When maintained on a standard rodent diet, the incidence of GCA-induced lesions in HsdHan:NMRI mice was high (14). When the same strain was maintained on diet 4012.01, which markedly reduces the supply of dietary substrate to the large intestine, GCA-induced lesions were absent (14). On the basis of PCO₂ levels observed in the present study, these results illustrate the association among bacterial CO₂ production in the cecal lumen, transmural CO₂ diffusion, serosal PCO₂ levels, and GCA-induced lesions in mice, with an ineffective barrier to transmural CO₂ diffusion. Whereas the same dietary control may also be effective in other strains of mice and rats, dietary differences are without relevance in species with thicker intestinal walls and more efficient barriers to CO₂ diffusion, as seen in guinea pigs and dogs. If high serosal PCO₂ levels and gas supersaturation in the cecal wall are considered to be related to the incidence of GCA-induced lesions, the PCO₂ levels in mice on different diets, guinea pigs, and dogs correlate very well with the incidence of GCA-induced lesions. Individual, local, and/or temporal differences in cecal circulation may occur as normal events, in both rats and mice. Considering that the J_CO2 of rats was as high as that in mice (and higher during the first 3 min postmortem), the same mechanism of intravascular gas bubble growth as that in mice (14) is therefore suggested to account for the GCA-induced pathology observed at low incidence in rats. It should be noted that, once initiated, the proposed mechanism of intravascular gas bubble growth will rapidly promote further bubble growth (14).

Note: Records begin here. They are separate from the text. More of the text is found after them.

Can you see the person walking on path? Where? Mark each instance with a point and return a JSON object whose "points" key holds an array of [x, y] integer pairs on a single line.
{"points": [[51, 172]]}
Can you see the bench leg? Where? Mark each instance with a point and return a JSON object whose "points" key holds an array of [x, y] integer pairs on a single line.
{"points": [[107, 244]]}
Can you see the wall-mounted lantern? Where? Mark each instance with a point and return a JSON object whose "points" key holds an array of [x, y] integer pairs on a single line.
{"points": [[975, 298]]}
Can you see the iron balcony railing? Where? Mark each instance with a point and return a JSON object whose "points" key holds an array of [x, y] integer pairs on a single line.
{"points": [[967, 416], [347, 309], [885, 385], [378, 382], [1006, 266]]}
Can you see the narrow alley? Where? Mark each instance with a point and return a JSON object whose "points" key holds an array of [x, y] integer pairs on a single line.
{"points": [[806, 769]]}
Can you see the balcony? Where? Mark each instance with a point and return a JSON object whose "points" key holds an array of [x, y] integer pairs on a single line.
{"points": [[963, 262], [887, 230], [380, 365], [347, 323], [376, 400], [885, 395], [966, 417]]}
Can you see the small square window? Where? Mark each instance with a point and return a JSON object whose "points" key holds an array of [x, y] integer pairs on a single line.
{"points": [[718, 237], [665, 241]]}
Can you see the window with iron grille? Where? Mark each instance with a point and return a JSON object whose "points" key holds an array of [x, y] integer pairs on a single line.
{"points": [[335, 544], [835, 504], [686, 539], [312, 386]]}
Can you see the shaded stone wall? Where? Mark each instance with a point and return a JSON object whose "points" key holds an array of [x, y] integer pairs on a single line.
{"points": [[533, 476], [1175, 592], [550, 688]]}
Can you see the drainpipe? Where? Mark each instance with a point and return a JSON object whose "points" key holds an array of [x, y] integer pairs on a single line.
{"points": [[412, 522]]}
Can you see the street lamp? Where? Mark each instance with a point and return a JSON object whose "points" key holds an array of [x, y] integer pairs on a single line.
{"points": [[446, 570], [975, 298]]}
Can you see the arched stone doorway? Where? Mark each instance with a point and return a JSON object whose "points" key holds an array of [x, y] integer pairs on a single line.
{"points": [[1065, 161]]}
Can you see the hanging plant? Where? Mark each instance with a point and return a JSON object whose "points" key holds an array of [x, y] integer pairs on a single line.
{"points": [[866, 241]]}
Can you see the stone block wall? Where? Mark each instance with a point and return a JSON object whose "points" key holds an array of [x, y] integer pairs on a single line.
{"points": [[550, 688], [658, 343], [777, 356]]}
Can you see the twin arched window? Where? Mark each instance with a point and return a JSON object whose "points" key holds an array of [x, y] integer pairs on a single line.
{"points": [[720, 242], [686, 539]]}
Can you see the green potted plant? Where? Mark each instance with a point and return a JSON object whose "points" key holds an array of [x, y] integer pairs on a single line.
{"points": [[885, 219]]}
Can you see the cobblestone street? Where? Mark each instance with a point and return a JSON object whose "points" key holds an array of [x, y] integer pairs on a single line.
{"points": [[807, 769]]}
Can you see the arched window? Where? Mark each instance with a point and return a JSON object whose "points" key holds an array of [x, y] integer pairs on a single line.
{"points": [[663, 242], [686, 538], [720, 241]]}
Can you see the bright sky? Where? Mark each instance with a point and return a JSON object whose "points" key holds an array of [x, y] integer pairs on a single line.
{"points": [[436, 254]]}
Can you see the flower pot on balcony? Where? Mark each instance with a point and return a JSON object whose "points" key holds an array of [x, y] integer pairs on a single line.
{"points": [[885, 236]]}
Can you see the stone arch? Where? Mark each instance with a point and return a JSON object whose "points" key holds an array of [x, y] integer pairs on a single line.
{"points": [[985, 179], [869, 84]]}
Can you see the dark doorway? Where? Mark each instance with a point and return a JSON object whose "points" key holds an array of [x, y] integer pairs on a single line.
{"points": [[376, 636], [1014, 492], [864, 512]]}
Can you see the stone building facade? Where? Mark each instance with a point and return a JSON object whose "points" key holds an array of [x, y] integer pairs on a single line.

Although the very high PCO₂ levels in the colon lumen and the low levels of serosal PCO₂ and J_CO2 in dogs cannot exclude that the most centripetal layers of the colon wall could be affected by gas supersaturation, mucosal PCO₂ levels comparable to normal Pti_CO2 suggest that gas supersaturation does not occur in the colon wall of normal dogs. These results, in a species with an intestinal tract comparable to that in humans, reflect the efficacious blood supply of the mucosa and the thickness of the intestinal wall, in particular the muscular layer, through which any CO₂ not absorbed by the mucosal circulation must diffuse. The difference in colon luminal PCO₂ correlates with the bacterial fermentation activity of the intestinal content, which both decrease the further one measures distal in the colon. In addition, if the colon is without intestinal content (as seen 20 cm distal to the cecocolonic junction in one dog), the PCO₂ levels decrease markedly. This illustrates that, when present, bacterial fermentation of the intestinal content is the main source of CO₂ produced in the colon of dogs, and the same is expected to be the case in the cecum of rats and guinea pigs. Although no relevant references are available to support this assumption, the wall of the cecum and colon is expected to be thickest in dogs, followed by guinea pigs and/or rats, and thinnest in mice. However, on histomorphological examination, the muscular layer of the intestines is prominent in dogs, whereas it is barely discernible in mice (H. Rasmussen, unpublished observations). This may suggest that possible intramural gas supersaturation due to CO₂ production in the cecum and colon lumen and the incidences of GCA-induced lesions are related to the thickness of the intestinal wall, which again is related to the size of the species.

In conclusion, the very high luminal PCO₂ levels observed in all species, not least in the colon of dogs, suggest a cautious interpretation of tonometry in intestinal segments with a high bacterial activity. These data indicate that the intrinsic ability of the cecal and colonic wall as a barrier to CO₂ diffusion, due to differences in intestinal blood flow and/or intestinal morphology, constitutes the basis for the species differences in transmural CO₂ diffusion and serosal PCO₂. The transmural CO₂ diffusion in the cecum, which in mice results in PCO₂ levels indicative of gas supersaturation, is related to and most likely is the cause of the intestinal and hepatic lesions observed in mice and rats after a single administration of GCAs. On the basis of these data, it is reasonable to assume that the lower transmural CO₂ diffusion explains the absence of similar lesions or clinical signs thereof in guinea pigs, dogs, and other species.